In Devon, the figure for both offences was 14,000.

Across the UK almost one million fixed penalty notices were issued for 'careless driving' and speeding offences in 2013 –almost two a minute. 950,505 were for speeding and 17,483 for careless driving (a fixed penalty newly introduced in August 2013). Embargoed figures are available by region and postcode, including the top 10 worst postcode areas.

This lack of patience and consideration towards other road users can and does result in tragedy. It can also stop the most vulnerable from exercising their right to healthy, active, sustainable travel. Results of Brake's survey of 5,000 primary school children, released today, show:

Two thirds (67%) think roads in their community can be dangerous for walking and cycling.

Two in five (41%) say they have been hit or nearly hit by a vehicle while on foot or bike.

That's why Brake is calling on all road users to look out for each other, and particularly urging drivers to protect people on foot and bike – by slowing down to 20mph in communities, looking longer and taking it slow at junctions and bends, and giving people plenty of room and consideration. See below for more advice and facts showing why these steps are important.

Julie Townsend, deputy chief executive, Brake, said: "When drivers use roads without care for others the consequences can be tragic and horrific – people killed and badly injured, lives ruined forever, because of a moment of impatience or selfishness. At Brake we witness the suffering that results, daily, through our work supporting people affected by road death and injury.

"And there are wider consequences if we don't look out for each other on roads – people afraid to walk and cycle or let their kids walk and cycle, and unable to get out and enjoy their community and live active lifestyles.

"That's why, instead of making our streets stressful, risky places, we're asking all road users to look out for and protect each other, particularly the most vulnerable – that means drivers sticking to 20 or below in towns and villages, looking carefully at junctions, and being considerate. Ultimately, we're all just human beings trying to get around, with equal right to use the roads, not competing tribes."

Chief Constable Suzette Davenport, the Association of Chief Police Officers' national lead for roads policing, added: "Our officers and staff do a vital job in enforcing important safety laws and protecting the public on the roads. Road Safety Week is a great opportunity for forces and partners to engage with their local communities to deliver important road safety messages and undertake enforcement activities in support of Brake's week."

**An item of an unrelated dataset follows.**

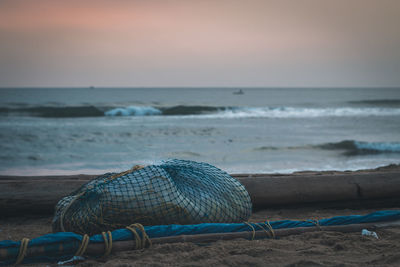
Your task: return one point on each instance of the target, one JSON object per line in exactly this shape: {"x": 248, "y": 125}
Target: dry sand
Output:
{"x": 309, "y": 249}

Road safety minister Robert Goodwill MP added his support, saying: "Britain has some of the safest roads in the world and improving safety is an absolute priority for this government. Cycling and walking are both great exercise and benefit our environment and economy, and I want more people to feel safe on our roads.

"This is why we have made significant investments in road safety and improved education resources for schools, made it easier for councils to introduce 20mph zones and increased fixed penalties for driving offences."

Peter Collins, group and UK head of corporate responsibility at RSA, commented: "A lack of patience or consideration for others on the roads can sometimes lead to dangerous, if not life threatening situations. Prevention is better than cure, so taking the time to look out for each other, being careful and considerate to all road users whether in vehicles, on bikes or on foot can help keep Britain's roads safe for everyone."